I know what it’s like to not notice the brightness of the sun anymore, to not smell the sweetness of the flowers and to not marvel at the stars. to wake up each day to another battle with people who are supposed to love you. To feel hurt and betrayed and confused. I get it. And on those days when you want to punch someone in the nose – when you’re over it, you’re sick of fighting it, sick of holding it, sick of being the responsible one, sick of not replying back, sick of not calling people out, sick of not getting in your say so, sick of people lying, sick of watching people believe the lies, so sick and darn tired of having to hold it all together when you feel like your falling apart – go grab a treat from Starbucks and a pedicure (or whatever boys do to relax, watch ESPN or something?) and remember these things:
You want more from your life, and I’m telling you like I know my name – It gets better. Just hold on. With tears in your eyes every time you hear it and frustration in your heart because you don’t deserve it. Hold on. Maybe not today and maybe not tomorrow, but when it does, the sun is so much brighter, the flowers are so much sweeter and the stars are like a blazing glory. This I KNOW to be true; and from that day forward, the good always seems to out weigh the bad, and every other trial that comes after that first, just seems like softball.
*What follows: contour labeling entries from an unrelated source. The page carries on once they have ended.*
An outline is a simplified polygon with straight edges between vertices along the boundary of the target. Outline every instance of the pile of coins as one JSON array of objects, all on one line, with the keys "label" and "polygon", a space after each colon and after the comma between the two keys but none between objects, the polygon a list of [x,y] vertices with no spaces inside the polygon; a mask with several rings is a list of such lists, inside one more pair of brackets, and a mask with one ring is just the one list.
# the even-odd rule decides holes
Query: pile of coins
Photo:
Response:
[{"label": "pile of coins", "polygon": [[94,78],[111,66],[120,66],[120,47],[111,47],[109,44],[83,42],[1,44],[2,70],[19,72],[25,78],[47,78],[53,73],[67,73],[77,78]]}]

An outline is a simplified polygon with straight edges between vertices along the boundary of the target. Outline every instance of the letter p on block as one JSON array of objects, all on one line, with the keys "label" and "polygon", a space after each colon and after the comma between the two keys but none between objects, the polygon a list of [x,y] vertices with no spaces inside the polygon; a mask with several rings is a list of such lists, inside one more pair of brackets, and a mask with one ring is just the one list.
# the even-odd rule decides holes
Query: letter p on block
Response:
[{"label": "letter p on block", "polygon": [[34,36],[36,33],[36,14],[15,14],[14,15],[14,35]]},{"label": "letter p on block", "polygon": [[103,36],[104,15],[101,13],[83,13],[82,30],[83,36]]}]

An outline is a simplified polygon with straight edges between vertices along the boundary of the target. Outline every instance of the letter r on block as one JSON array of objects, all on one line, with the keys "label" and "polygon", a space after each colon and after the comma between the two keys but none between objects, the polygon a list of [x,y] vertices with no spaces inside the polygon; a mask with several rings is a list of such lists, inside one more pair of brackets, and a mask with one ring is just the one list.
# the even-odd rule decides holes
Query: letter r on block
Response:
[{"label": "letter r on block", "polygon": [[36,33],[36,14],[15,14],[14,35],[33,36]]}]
just for what it’s worth – not only will you have cute toes from all of “those” days, but you will be so much more grateful, even if just for the fact that when it’s all over you aren’t standing in the ruins with your foot in your mouth. Humble pie is not very good in that moment, and it’s served in large portions.
P.S. There is a handful of people (one in particular, you know who you are) that walked with me through these life lessons, pointed them out when I couldn’t see them, kept things in perspective, spent too much time allowing me to hurt, didn’t let me feel sorry for myself and stepped into the ring when my burden appeared too heavy. To them (and you in particular – you taught me so much about grace and what that does not have to look like), I would like to say thank you and what you mean to me will never remain the same.